Top Trends in the Business Marketplace for the New Year

Dr. James Canton
Futurist, Author, and Visionary Business Advisor

It’s 2011, and it’s no surprise that the major shift in the marketplace is the tectonic transformation we’ve been watching for more than five years: the Internet as a channel for reaching consumers, creating a new ecosystem in the marketplace for communicating in a real-time innovation economy.

There is an overwhelming “innovation juggernaut” of new technology exploding onto the scene that is redefining the fundamental relationships between customers, organizations, channels, vendors, hirers, and the market, and it’s making traditional marketing obsolete. Leading companies are shifting advertising away from usual channels like TV and print ads to communications like Twitter and Facebook. Technology will go beyond social networking and become a true on-demand innovation economy through cloud/mobile computing.

And nobody is ready for this. It’s the end of business as usual, and many organizations are not geared up for how fast the innovation is emerging. Sadly, most are operating as they did in the twentieth century – with some functions still stuck in the nineteenth! Most are still dealing with old legacy systems, HR-based writing, and theories of learning that are a hundred years old. Even R&D groups are hierarchal and paper-driven. Companies will have to re-examine their reason for being – literally what they do and what value they bring that people will pay for – and then transform themselves. That transformation will be tested in 2011.

For the past 25 years, I’ve told leaders that they need a new agility that is more predictive and anticipatory. They must be more like futurists – more attuned to online, cloud-based services that enable skill development and the ability to empower people. This is critically important for organizations because the key driver of success is not just innovation – it’s talent. Currently, most people don’t have the right kind of skills and capabilities to meet the challenges of the aggressive shift to a global, connected economy. We’ve all been concerned about the sustainability and viability of our organizations rather than being predictive.
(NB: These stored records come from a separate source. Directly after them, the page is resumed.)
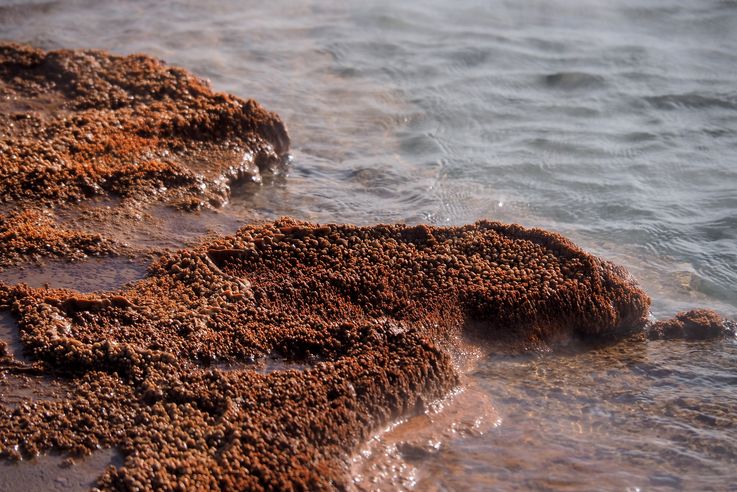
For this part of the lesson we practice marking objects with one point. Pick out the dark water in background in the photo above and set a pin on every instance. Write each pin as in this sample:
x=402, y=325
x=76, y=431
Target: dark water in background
x=614, y=123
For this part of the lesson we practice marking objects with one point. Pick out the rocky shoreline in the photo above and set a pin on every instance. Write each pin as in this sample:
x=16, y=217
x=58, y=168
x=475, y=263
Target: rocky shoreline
x=171, y=369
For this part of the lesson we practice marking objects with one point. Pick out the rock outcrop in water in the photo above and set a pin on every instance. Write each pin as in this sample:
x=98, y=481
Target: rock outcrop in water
x=697, y=324
x=167, y=369
x=76, y=124
x=31, y=235
x=174, y=370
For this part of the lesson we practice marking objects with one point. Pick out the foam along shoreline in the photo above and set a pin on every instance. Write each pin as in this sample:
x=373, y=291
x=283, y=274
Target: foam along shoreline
x=175, y=368
x=369, y=312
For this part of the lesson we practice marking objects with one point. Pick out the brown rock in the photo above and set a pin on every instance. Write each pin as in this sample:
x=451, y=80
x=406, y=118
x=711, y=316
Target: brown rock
x=697, y=324
x=81, y=123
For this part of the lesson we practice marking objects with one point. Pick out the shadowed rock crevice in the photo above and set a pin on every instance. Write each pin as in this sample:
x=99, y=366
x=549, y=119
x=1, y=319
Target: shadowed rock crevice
x=369, y=312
Traditionally, an organization’s focus on training is for leadership, team building and communication skills, business effectiveness, and such. I’m not saying that we should discard these, but instead that we recast them in light of the new paradigm and focus them on managing complex systems. We are currently not doing a good job of managing complexity. We need people who understand how to manage complexity at a high level, given the transformation in business and the dynamic global economy. If an organization is to be successful, its leaders must understand the fundamental explosion that is happening in organizations in terms of globalization, complexity, and innovation. The chief concern is the forecast that 25% of most organizations will not have the culture of readiness, or “future readiness,” to respond to this challenge and may not be agile enough to survive.

Within organizations, we need to create knowledge banks in cloud computing. Our key trends, every application, program, training, capability, storage, virtualization, and modules should all be up in the cloud. Cloud-based knowledge management will be very important. This is a big transformation. Some organizations are future-ready for this; some think they’re still moving paper. Cloud-based knowledge management related to training is very important.
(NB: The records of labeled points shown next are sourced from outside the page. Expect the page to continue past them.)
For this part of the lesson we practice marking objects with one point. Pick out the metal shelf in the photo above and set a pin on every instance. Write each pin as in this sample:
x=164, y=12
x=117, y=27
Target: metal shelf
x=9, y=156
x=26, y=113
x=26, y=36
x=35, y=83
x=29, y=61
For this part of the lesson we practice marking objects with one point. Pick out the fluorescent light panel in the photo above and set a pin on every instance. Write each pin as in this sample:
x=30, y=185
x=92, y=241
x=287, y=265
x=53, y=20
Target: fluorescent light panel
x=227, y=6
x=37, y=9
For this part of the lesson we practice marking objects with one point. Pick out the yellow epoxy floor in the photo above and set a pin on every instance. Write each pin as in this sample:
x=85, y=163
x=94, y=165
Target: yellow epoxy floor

My challenge is for people on every level of your company to be on the leading edge. Don’t wait for your competitors, investors, or customers to wake you up to this! You be the ones to lead.

In terms of managing people,
these are the key trends Dr. Canton sees for 2011:

  1. Recognizing that we need to keep our workforce whole.
    Organizations have adopted a new norm: to attempt to get more out of people with less. This is not a sustainable business strategy, and nobody is talking about it. It’s the elephant in the room. Unfortunately, leadership is so terrified of losing their own jobs that they become complicit with this conspiracy. As a futurist, my job is to remind leaders that it’s not sustainable to burn out your workforce or believe that they should be working as hard as you’re working with fewer teammates. This is simply
    not a sustainable future-focused strategy.
  2. Guaranteeing a better life balance for people.
    For an organization to deliver on high performance with exceptional teamwork to create quality products and services, it needs the best people. If talented people are let go because of budgets, leaders need to manage their expectations down, not up, or they will lose people. Starting this year, the economy will be recovering. There will be a mad rush to hire top talent, and the best people will leave rather than getting burned out. The U.S. is actually experiencing a “brain drain,” in that top people are realizing that they can make more money and have a better quality of life in Europe or Asia. American productivity and innovativeness are valued around the world, but we are failing to balance quality of life, realistic expectations, and the spectrum of productivity.
  3. Bringing training into the 21st century.
    What leader would go to the IT department and say, “I need something programmed in COBOL”? But when we look at the way we train people, we see that we’re using the same systems as 25 years ago. It’s time to devote more innovation to training people using media they are familiar with, like Second Life-type tools and game technology. Many markets have adapted their culture in this way. Healthcare is a good example. Young surgeons all grew up playing computer games, and this is what they’re using in the operating room – robotics, combined with true surgical expertise. We need to rethink the competency opportunities we are providing. We don’t need to throw everything out, but rethink it in terms of more up-to-date technology.
  4. Learning about new ways of thinking.
    New discoveries in neuroscience tell us that 70% to 80% of behaviors are unconscious motivations. Leaders and trainers need to gain the ability to bring new concepts like brain plasticity and multiple kinds of intelligences to the business to increase learning and manager development. This is the year to get more involved in introducing these ways of thinking and using their possibilities in new learning opportunities.
  5. Preparing for the digital tsunami.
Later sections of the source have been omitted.